That's largely to do with politics, as editor-in-chief of agricultural e-commerce and news website Agrofy News Brazil Daniel Azevedo Duarte explained. 

Daniel Azevedo Duarte says the Brazilian president is intervening with his country's fuel prices. (Supplied: Daniel Azevedo Duarte)

"[Domestic fuel] prices rose more than 30 per cent in Brazil last year, and a further 10 per cent this year," he said. 

"President Bolsonaro proposed a constitutional amendment, a kind of budget exception to congress, to create a state of emergency.

"Now the government has billions of dollars to pay the state's [fuel] taxes ... to reduce fuel prices and mitigate inflation." 

In effect it's a tax cut for fossil fuels, widely viewed as a populist move to secure support ahead of the election on October 2, that could have far-reaching implications for biofuels and free markets. 

Volatility creates pressure

In a sign of the volatility in sugar markets, prices dropped about $50 a tonne at the start of the week but then rallied on Thursday after reports Brazil's sugar production was lower than expected. 

But sugar could come under pressure again with speculation Petrobras, a 51 per cent state-owned oil company, will cut gasoline prices again this week.

Greenpool commodities analyst Tom McNeil said other global factors would normally make sugar attractive to speculators, but that had been damaged by Mr Bolsonaro's policies.

"It dampened the market's enthusiasm for ethanol and so there's been a small swing to sugar out of that, but it's also taken overall values down" he said.

"Things generally remained tight globally ... it has really been the change in fuels in Brazil that have counteracted all those positive numbers.

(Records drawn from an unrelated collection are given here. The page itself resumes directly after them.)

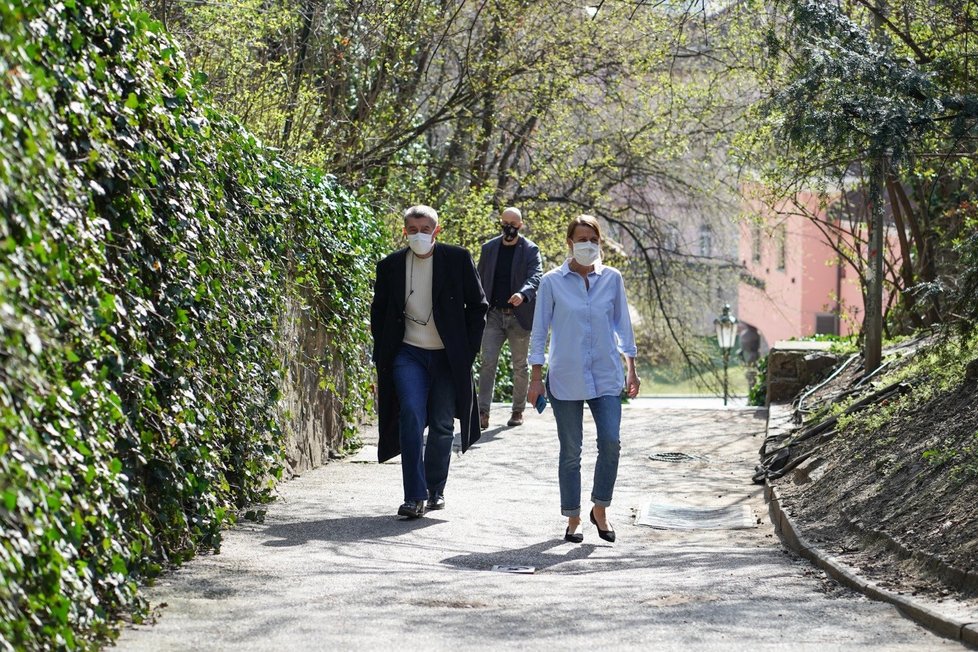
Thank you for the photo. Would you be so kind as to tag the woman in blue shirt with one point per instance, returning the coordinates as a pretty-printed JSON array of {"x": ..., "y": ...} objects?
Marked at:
[{"x": 582, "y": 306}]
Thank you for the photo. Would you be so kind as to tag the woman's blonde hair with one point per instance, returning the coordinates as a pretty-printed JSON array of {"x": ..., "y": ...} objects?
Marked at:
[{"x": 584, "y": 220}]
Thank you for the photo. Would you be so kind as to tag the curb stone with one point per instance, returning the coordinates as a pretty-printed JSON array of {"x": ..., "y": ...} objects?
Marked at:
[{"x": 791, "y": 537}]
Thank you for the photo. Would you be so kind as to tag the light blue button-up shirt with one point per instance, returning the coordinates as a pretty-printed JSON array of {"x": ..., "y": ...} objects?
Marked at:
[{"x": 589, "y": 329}]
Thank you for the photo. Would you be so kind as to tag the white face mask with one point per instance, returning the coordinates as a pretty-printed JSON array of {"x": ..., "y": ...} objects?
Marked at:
[
  {"x": 585, "y": 253},
  {"x": 420, "y": 243}
]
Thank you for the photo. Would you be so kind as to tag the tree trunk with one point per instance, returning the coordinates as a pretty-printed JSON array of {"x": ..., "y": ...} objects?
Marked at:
[{"x": 873, "y": 324}]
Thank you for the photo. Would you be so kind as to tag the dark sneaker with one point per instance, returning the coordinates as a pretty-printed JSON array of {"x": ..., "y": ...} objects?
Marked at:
[{"x": 411, "y": 509}]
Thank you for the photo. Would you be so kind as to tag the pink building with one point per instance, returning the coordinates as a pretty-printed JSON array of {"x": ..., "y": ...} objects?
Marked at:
[{"x": 794, "y": 283}]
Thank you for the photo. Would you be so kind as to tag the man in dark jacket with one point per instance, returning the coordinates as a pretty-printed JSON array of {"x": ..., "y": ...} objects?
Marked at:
[
  {"x": 427, "y": 318},
  {"x": 510, "y": 269}
]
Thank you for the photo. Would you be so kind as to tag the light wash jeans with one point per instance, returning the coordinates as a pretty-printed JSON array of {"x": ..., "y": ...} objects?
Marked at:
[
  {"x": 500, "y": 327},
  {"x": 569, "y": 416},
  {"x": 426, "y": 393}
]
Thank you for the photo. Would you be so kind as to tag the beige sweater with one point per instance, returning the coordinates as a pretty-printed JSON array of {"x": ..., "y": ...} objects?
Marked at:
[{"x": 417, "y": 304}]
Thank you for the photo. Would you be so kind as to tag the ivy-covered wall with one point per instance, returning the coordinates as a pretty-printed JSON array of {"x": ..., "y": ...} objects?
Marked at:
[{"x": 150, "y": 253}]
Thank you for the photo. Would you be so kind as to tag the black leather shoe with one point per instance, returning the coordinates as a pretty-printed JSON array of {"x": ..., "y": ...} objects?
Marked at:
[
  {"x": 607, "y": 535},
  {"x": 411, "y": 509},
  {"x": 435, "y": 501}
]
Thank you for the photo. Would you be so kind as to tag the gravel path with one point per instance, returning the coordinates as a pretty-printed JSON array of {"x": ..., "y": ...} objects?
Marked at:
[{"x": 331, "y": 567}]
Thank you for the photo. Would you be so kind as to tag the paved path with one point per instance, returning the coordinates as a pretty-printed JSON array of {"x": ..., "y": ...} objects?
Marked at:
[{"x": 331, "y": 568}]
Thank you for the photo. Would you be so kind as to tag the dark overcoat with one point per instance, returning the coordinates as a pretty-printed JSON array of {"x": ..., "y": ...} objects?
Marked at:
[
  {"x": 459, "y": 309},
  {"x": 525, "y": 277}
]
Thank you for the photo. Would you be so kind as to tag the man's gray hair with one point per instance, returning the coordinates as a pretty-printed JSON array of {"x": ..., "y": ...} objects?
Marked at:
[{"x": 421, "y": 211}]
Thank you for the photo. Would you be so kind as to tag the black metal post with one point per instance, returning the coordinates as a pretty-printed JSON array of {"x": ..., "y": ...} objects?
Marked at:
[{"x": 726, "y": 359}]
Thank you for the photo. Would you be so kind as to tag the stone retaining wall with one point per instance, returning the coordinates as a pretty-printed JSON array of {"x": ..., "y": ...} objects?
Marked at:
[
  {"x": 311, "y": 417},
  {"x": 792, "y": 366}
]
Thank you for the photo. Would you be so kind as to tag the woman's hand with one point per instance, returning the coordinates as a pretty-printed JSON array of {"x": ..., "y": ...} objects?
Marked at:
[
  {"x": 632, "y": 383},
  {"x": 534, "y": 390}
]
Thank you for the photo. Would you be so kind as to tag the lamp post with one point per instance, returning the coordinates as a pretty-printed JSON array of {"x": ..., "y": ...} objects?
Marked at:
[{"x": 726, "y": 325}]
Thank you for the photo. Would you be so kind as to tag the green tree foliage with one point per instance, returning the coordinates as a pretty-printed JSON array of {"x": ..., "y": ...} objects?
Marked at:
[
  {"x": 148, "y": 246},
  {"x": 556, "y": 108}
]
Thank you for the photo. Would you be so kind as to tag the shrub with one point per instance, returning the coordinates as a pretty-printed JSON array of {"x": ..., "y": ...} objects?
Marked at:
[{"x": 147, "y": 247}]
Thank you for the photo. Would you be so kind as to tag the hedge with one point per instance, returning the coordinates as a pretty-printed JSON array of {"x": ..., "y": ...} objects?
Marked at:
[{"x": 148, "y": 246}]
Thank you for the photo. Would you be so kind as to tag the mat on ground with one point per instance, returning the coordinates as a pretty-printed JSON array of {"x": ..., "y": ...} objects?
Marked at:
[{"x": 670, "y": 516}]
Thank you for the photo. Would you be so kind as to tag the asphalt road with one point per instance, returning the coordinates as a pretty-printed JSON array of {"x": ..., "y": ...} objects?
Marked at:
[{"x": 332, "y": 568}]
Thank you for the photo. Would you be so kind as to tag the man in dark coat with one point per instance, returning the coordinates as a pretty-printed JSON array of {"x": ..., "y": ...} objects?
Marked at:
[
  {"x": 510, "y": 269},
  {"x": 427, "y": 318}
]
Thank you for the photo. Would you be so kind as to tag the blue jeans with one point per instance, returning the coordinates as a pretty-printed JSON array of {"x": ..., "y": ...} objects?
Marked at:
[
  {"x": 569, "y": 415},
  {"x": 426, "y": 394}
]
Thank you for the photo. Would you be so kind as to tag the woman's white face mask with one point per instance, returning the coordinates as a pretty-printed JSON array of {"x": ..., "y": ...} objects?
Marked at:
[
  {"x": 586, "y": 253},
  {"x": 420, "y": 243}
]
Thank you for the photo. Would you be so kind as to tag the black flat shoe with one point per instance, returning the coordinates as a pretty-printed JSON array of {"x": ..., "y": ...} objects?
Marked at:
[
  {"x": 577, "y": 537},
  {"x": 411, "y": 509},
  {"x": 435, "y": 501},
  {"x": 607, "y": 535}
]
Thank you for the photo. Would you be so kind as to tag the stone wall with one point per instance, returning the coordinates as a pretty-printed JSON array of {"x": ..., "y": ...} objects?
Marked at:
[
  {"x": 792, "y": 366},
  {"x": 311, "y": 417}
]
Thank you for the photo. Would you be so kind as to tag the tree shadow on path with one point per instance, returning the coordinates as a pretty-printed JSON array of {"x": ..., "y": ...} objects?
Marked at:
[
  {"x": 538, "y": 555},
  {"x": 344, "y": 530}
]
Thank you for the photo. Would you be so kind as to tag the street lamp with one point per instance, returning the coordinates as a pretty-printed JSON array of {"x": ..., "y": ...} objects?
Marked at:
[{"x": 726, "y": 325}]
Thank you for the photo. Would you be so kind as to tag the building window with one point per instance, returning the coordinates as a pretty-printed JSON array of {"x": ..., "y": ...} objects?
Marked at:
[
  {"x": 782, "y": 247},
  {"x": 706, "y": 240},
  {"x": 755, "y": 243},
  {"x": 826, "y": 323},
  {"x": 671, "y": 238}
]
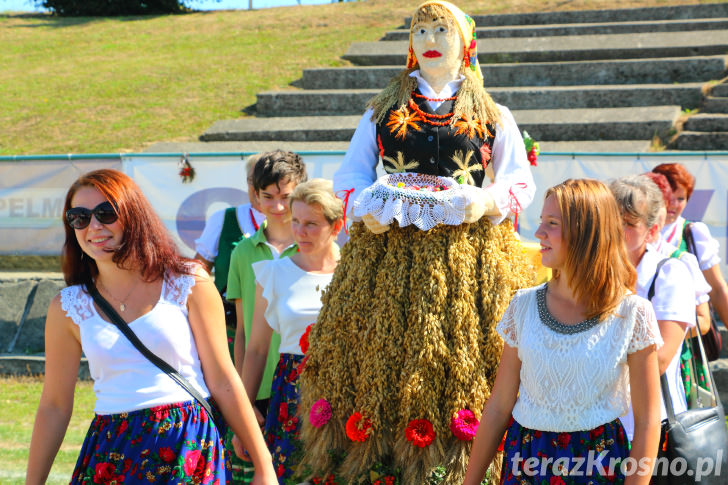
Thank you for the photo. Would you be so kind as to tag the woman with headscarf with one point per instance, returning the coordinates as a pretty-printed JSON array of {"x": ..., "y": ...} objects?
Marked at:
[{"x": 404, "y": 353}]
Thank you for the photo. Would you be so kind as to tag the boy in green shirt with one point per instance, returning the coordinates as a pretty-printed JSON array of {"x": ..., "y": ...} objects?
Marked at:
[{"x": 275, "y": 176}]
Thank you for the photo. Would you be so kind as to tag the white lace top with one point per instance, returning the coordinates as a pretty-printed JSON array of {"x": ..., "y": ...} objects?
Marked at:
[
  {"x": 577, "y": 381},
  {"x": 124, "y": 380}
]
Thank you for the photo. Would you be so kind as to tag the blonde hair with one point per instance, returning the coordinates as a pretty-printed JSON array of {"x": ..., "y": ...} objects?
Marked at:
[
  {"x": 597, "y": 267},
  {"x": 472, "y": 101},
  {"x": 321, "y": 193}
]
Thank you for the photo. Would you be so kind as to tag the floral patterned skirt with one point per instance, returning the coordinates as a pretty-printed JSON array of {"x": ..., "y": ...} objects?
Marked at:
[
  {"x": 172, "y": 443},
  {"x": 281, "y": 424},
  {"x": 579, "y": 457}
]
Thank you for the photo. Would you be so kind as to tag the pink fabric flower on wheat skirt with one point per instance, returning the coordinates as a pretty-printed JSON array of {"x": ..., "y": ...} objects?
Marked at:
[
  {"x": 320, "y": 413},
  {"x": 464, "y": 425}
]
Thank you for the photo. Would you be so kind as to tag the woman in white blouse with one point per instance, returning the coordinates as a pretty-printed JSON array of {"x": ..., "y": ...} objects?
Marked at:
[
  {"x": 573, "y": 349},
  {"x": 288, "y": 301},
  {"x": 674, "y": 295},
  {"x": 682, "y": 183}
]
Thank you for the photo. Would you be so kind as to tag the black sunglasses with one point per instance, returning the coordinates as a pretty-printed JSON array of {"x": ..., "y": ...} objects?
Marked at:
[{"x": 80, "y": 217}]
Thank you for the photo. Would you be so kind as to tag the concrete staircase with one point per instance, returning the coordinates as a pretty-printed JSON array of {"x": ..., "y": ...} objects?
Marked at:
[
  {"x": 602, "y": 80},
  {"x": 710, "y": 126}
]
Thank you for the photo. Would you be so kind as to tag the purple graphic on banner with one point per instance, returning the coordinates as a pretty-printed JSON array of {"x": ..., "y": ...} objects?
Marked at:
[
  {"x": 192, "y": 211},
  {"x": 697, "y": 205}
]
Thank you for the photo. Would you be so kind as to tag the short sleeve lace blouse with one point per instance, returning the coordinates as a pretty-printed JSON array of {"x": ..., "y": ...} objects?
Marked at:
[
  {"x": 124, "y": 380},
  {"x": 577, "y": 381}
]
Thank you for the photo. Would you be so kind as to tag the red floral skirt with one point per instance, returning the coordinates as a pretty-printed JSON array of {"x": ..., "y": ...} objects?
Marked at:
[
  {"x": 281, "y": 424},
  {"x": 578, "y": 457},
  {"x": 173, "y": 443}
]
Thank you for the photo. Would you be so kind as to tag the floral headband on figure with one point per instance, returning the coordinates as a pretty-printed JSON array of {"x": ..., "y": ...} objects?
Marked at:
[{"x": 465, "y": 24}]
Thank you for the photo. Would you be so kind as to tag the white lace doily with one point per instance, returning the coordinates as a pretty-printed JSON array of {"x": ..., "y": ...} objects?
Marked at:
[{"x": 396, "y": 197}]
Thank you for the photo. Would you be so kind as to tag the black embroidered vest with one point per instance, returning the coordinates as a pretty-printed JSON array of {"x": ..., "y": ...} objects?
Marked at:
[{"x": 408, "y": 144}]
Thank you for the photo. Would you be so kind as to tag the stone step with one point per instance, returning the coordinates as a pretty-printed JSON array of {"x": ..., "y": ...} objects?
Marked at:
[
  {"x": 631, "y": 71},
  {"x": 552, "y": 125},
  {"x": 701, "y": 141},
  {"x": 349, "y": 101},
  {"x": 707, "y": 122},
  {"x": 584, "y": 29},
  {"x": 673, "y": 12},
  {"x": 714, "y": 104},
  {"x": 720, "y": 90},
  {"x": 595, "y": 146},
  {"x": 563, "y": 48}
]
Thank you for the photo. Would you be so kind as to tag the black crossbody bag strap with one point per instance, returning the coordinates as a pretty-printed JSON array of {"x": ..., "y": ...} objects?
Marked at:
[{"x": 116, "y": 319}]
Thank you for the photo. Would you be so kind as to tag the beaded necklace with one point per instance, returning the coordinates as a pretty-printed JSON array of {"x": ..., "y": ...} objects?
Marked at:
[{"x": 554, "y": 324}]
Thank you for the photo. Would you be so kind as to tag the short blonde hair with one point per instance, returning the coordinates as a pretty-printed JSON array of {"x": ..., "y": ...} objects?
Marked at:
[
  {"x": 250, "y": 166},
  {"x": 321, "y": 193}
]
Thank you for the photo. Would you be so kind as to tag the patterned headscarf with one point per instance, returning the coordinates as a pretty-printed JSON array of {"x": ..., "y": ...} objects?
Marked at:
[{"x": 465, "y": 24}]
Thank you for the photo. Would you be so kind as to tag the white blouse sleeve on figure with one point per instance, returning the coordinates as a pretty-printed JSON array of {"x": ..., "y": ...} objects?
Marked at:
[
  {"x": 674, "y": 297},
  {"x": 702, "y": 287},
  {"x": 206, "y": 245},
  {"x": 707, "y": 246},
  {"x": 265, "y": 276},
  {"x": 358, "y": 170},
  {"x": 509, "y": 327},
  {"x": 645, "y": 331},
  {"x": 513, "y": 178}
]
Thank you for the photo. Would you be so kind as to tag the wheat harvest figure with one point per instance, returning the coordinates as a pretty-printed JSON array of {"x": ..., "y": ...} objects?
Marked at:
[{"x": 404, "y": 353}]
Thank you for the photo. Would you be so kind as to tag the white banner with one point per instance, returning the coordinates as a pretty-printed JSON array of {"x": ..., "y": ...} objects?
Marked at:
[{"x": 31, "y": 192}]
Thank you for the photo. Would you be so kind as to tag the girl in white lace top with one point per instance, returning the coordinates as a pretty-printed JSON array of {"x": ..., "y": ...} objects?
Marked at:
[
  {"x": 573, "y": 348},
  {"x": 147, "y": 428}
]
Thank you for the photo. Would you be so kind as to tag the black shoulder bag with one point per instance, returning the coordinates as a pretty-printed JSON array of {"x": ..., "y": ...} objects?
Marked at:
[
  {"x": 694, "y": 443},
  {"x": 153, "y": 358},
  {"x": 712, "y": 340}
]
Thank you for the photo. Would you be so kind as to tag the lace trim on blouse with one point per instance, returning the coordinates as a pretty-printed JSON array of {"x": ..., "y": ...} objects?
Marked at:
[{"x": 78, "y": 304}]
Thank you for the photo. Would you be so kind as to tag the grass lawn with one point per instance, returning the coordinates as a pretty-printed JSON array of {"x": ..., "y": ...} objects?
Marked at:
[
  {"x": 19, "y": 401},
  {"x": 108, "y": 85}
]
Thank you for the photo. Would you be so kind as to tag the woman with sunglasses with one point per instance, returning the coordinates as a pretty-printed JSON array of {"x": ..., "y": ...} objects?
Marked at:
[{"x": 147, "y": 427}]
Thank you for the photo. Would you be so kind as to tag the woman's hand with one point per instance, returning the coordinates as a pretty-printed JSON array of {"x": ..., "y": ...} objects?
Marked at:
[{"x": 259, "y": 417}]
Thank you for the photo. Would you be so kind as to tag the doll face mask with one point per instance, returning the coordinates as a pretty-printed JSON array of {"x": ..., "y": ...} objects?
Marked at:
[{"x": 438, "y": 47}]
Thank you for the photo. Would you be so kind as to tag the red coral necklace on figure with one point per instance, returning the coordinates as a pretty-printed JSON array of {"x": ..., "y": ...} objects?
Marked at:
[{"x": 428, "y": 117}]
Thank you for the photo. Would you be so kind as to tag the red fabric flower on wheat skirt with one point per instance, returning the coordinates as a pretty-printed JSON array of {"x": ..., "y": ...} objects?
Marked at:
[
  {"x": 420, "y": 432},
  {"x": 303, "y": 341},
  {"x": 464, "y": 425},
  {"x": 358, "y": 428}
]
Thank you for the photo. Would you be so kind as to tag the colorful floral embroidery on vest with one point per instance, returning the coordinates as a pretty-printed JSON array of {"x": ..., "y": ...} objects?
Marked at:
[
  {"x": 471, "y": 127},
  {"x": 400, "y": 120},
  {"x": 399, "y": 165}
]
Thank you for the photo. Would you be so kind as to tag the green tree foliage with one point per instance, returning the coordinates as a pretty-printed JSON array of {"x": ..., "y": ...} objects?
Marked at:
[{"x": 77, "y": 8}]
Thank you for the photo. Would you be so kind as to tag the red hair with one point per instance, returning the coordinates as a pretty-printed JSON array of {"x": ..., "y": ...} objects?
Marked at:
[
  {"x": 677, "y": 175},
  {"x": 662, "y": 183},
  {"x": 146, "y": 245}
]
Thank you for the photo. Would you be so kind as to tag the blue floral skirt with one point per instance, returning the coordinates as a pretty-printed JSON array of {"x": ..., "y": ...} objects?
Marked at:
[
  {"x": 281, "y": 423},
  {"x": 172, "y": 443},
  {"x": 550, "y": 458}
]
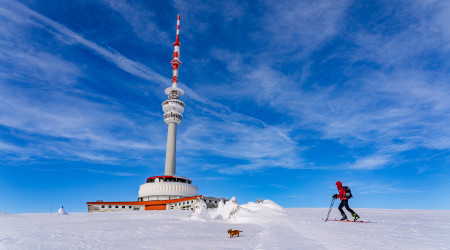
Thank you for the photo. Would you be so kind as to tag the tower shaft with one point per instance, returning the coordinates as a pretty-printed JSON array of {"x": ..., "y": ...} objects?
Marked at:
[{"x": 173, "y": 108}]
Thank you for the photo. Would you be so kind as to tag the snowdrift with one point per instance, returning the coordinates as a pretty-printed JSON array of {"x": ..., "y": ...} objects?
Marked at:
[{"x": 268, "y": 227}]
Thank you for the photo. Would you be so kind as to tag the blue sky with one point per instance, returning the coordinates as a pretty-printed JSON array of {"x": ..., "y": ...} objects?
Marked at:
[{"x": 283, "y": 98}]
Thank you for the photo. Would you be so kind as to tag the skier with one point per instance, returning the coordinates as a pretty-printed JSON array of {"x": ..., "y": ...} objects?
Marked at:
[{"x": 344, "y": 202}]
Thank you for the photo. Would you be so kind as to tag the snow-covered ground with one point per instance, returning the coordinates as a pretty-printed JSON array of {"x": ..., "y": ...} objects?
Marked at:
[{"x": 264, "y": 226}]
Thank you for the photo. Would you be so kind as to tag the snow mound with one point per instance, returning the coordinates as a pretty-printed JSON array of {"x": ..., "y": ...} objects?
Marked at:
[
  {"x": 260, "y": 213},
  {"x": 265, "y": 211},
  {"x": 200, "y": 212},
  {"x": 61, "y": 211},
  {"x": 225, "y": 211}
]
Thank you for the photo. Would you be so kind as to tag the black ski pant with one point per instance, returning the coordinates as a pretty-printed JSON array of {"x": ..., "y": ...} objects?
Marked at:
[{"x": 344, "y": 203}]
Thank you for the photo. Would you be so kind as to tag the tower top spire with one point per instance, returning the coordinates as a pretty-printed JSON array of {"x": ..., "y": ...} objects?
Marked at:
[{"x": 177, "y": 41}]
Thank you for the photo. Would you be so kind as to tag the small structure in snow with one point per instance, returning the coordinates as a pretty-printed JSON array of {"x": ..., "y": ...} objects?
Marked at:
[
  {"x": 61, "y": 211},
  {"x": 199, "y": 211}
]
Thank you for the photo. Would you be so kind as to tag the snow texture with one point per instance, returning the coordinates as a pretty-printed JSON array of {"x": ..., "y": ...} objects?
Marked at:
[
  {"x": 200, "y": 212},
  {"x": 61, "y": 211},
  {"x": 265, "y": 226}
]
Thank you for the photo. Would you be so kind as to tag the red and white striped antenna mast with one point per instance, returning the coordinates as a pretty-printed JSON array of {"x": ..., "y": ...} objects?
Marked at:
[{"x": 176, "y": 56}]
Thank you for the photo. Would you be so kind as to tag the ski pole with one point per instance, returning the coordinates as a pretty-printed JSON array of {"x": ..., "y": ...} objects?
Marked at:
[{"x": 329, "y": 211}]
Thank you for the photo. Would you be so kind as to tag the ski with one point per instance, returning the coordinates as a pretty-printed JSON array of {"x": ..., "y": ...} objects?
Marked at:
[{"x": 358, "y": 221}]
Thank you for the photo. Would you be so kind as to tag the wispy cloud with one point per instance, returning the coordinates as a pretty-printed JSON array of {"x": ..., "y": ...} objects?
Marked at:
[{"x": 141, "y": 19}]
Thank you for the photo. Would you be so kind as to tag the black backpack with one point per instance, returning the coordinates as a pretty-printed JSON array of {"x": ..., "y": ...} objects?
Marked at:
[{"x": 348, "y": 192}]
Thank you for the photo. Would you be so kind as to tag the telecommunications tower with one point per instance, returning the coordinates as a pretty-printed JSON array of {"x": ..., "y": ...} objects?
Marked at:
[{"x": 173, "y": 108}]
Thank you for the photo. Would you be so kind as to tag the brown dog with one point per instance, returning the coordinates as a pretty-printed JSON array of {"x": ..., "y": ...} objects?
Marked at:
[{"x": 234, "y": 232}]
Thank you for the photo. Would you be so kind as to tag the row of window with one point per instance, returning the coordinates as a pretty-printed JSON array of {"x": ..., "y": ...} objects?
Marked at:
[{"x": 130, "y": 207}]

"The hedge funds and the speculators have decided that commodities aren't really the best place to be at the minute and have taken some of their money out of the markets generally."

Profitability is an issue for Australian sugar farmers exposed to volatile world markets.  (Supplied)

It is a stressful daily game watched closely by Queensland Sugar Limited chief executive Greg Beashel.

"The question is how much ethanol is Brazil going to produce from sugarcane and how much sugar is Brazil going to produce from sugarcane?" he said.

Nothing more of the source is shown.